Tissue engineering and regenerative medicine are both elements in my scientific thriller, THE LIFE AFTER LIFE CONSPIRACY. Though the book is finished, I still to keep up with the new findings in labs --- mainly (to be modest, and honest!) for the satisfaction of seeing ideas I'd predicted coming about in the real world.
In another post here recently, I picked up a Wall Street Journal report on a replacement windpipe grown from the patient's own cells, using a scaffold as a kind of framework for the cells to grow into shape. That is just one instance of tissue engineering breakthroughs using scaffolds and a patient's own cells ("pluripotent stem cells," in the jargon of regenerative medicine).

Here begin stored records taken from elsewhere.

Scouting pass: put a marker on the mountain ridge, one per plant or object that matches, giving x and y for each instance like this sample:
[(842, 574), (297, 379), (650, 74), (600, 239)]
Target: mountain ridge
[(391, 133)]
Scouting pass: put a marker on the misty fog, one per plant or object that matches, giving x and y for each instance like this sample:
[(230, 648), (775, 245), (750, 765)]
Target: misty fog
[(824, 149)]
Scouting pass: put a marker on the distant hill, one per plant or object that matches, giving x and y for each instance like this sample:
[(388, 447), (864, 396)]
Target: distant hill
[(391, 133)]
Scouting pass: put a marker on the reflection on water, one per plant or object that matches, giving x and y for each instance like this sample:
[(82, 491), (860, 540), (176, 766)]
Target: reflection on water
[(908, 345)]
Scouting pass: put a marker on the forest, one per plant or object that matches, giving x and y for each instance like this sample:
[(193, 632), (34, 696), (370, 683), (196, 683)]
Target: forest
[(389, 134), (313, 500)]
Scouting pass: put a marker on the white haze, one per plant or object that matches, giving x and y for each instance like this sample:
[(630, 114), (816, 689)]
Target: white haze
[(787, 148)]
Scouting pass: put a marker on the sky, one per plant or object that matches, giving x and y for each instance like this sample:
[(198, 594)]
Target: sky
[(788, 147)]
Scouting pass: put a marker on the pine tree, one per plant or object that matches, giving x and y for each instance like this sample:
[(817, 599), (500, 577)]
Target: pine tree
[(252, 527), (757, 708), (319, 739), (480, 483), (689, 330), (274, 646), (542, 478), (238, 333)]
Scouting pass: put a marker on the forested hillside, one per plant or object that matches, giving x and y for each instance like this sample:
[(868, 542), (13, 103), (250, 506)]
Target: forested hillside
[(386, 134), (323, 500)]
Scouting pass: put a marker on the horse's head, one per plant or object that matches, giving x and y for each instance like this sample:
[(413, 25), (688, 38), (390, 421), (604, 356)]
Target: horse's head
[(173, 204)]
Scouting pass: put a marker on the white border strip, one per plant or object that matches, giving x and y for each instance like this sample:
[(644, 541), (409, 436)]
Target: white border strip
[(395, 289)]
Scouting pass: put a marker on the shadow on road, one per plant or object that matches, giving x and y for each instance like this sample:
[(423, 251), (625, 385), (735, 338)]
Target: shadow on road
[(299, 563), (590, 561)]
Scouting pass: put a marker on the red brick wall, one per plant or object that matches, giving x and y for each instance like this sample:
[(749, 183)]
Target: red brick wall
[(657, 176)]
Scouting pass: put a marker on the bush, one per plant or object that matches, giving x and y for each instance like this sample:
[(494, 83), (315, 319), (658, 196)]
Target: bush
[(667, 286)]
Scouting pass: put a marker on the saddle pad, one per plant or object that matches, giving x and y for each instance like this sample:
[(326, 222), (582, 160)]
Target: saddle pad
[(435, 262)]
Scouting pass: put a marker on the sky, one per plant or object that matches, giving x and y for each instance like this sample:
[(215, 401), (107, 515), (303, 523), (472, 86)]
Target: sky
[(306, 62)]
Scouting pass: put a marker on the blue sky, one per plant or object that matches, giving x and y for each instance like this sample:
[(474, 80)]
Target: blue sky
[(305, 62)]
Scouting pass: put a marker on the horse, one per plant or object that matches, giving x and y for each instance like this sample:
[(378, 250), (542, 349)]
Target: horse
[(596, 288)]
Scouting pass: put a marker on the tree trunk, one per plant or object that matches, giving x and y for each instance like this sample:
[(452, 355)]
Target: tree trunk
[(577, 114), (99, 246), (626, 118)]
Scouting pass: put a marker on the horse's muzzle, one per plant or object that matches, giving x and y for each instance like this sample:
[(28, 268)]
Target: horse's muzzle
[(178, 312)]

This week, Mo Costandi in his blog Neurophilosophy, which appears in the British newspaper The Guardian, reports on a different breakthrough: using pluripotent stem cells to grow replacement body parts without the use of a scaffold. That is, using 3 dimensional cultures to (among other things) ". . . to self-organize into functional brain tissue. . ."
"Growing a complete, functioning brain is unfeasible , but there is real potential in growing functional neural tissue . . . for transplantation into the human brain," Mo writes. ("Unfeasible" right now, I respond. But just wait.)
This article can be a bit technical for the layperson, but four short videos embedded in the piece make it make sense.